The Carioca 1 dataset27, an open-source collection recorded via landlines, comprises 200 audio clips sampled at 144.1 kHz with a 16-bit quantization depth for single-channel waveforms. The dataset includes an equal number of original (50 male and 50 female voices) and tampered audio files, each ranging from 30 to 40 seconds in duration. The Electric Network Frequency (ENF) of the fundamental wave is maintained at 50 Hz. Audio files with names terminating in “e.wav” indicate tamperings. Accompanying documentation provides detailed descriptions of the tampering methods and the specific alterations made to each audio file.

To mitigate the limitations imposed by the limited sample size in the Carioca 1 dataset, we employed a data augmentation strategy. This strategy involved segmenting the 100 original audio tracks from the corpus into 10-s clips. These clips were extracted at random intervals, allowing for each original audio to yield 10 distinct segments. As a result, we generated a total of 1000 new, unaltered audio samples, each with a duration of 10 s. This expanded dataset comprises an equal distribution of 500 male and 500 female voice samples.

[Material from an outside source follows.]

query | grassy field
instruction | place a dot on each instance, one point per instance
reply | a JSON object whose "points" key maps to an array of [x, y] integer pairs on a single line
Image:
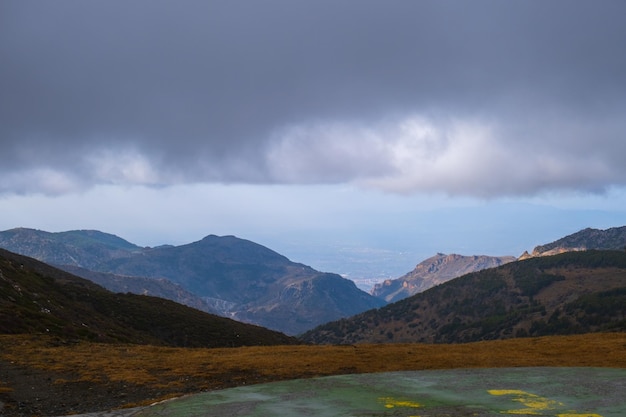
{"points": [[166, 372]]}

Before the tampering detection experiment, the supplementary 1000 original audio clips requires manual modification to ensure a balanced number of samples across each classification category. In the four-class tamper detection model, we manually modify the 1000 samples four times, each time using a different tampering technique to ensure that there are 1000 samples in each category to achieve a 1:1:1:1 sample ratio. Specifically, we performed four separate processes of deletion, insertion, replacement, and no tampering on each original sample so that there were 1000 samples in each category. In the binary-class tamper detection model, we similarly ensure that the number of original audio samples and tampered audio samples are balanced. Therefore, we retained 1000 original audio samples and tampered the other 1000 original samples with three kinds of tampering: deletion, insertion, and substitution, so that the number of tampered samples reached 1000, achieving a 1:1 sample ratio. With such manual modifications, we ensured that each category had a sufficient number of samples, thus avoiding the impact of sample imbalance on model training and improving the generalisation ability of the model. Tables 2 and 3 present a comprehensive breakdown of the sample categories and their respective counts:

Table 2 Four classes of tampering identification.
Table 3 Two classes of tampering identification.

Evaluation indicators

In order to assess the generalization ability of the model, appropriate evaluation metrics must be applied. For the four-class tampering detection scenario, the accuracy serves as the primary metric. For binary tampering detection scenarios, precision, recall, and the F-Score—the harmonic mean of precision and recall—are utilized for evaluation. In the binary-class framework, the label of the original audio is set to “0”, and the label of the tampered audio is set to “1”. TP (True Positive) indicates the number of tampered audio samples that correctly identified by the model as tampered. FP (False Positive) indicates the number of original audio samples wrongly classified as tampered by the model. FN (False Negative) represents the number of tampered audio sample incorrectly detected as original. TN (True Negative) represents the number of original audio samples accurately recognized as original. Using these four variables, the following four evaluation indicators can be calculated.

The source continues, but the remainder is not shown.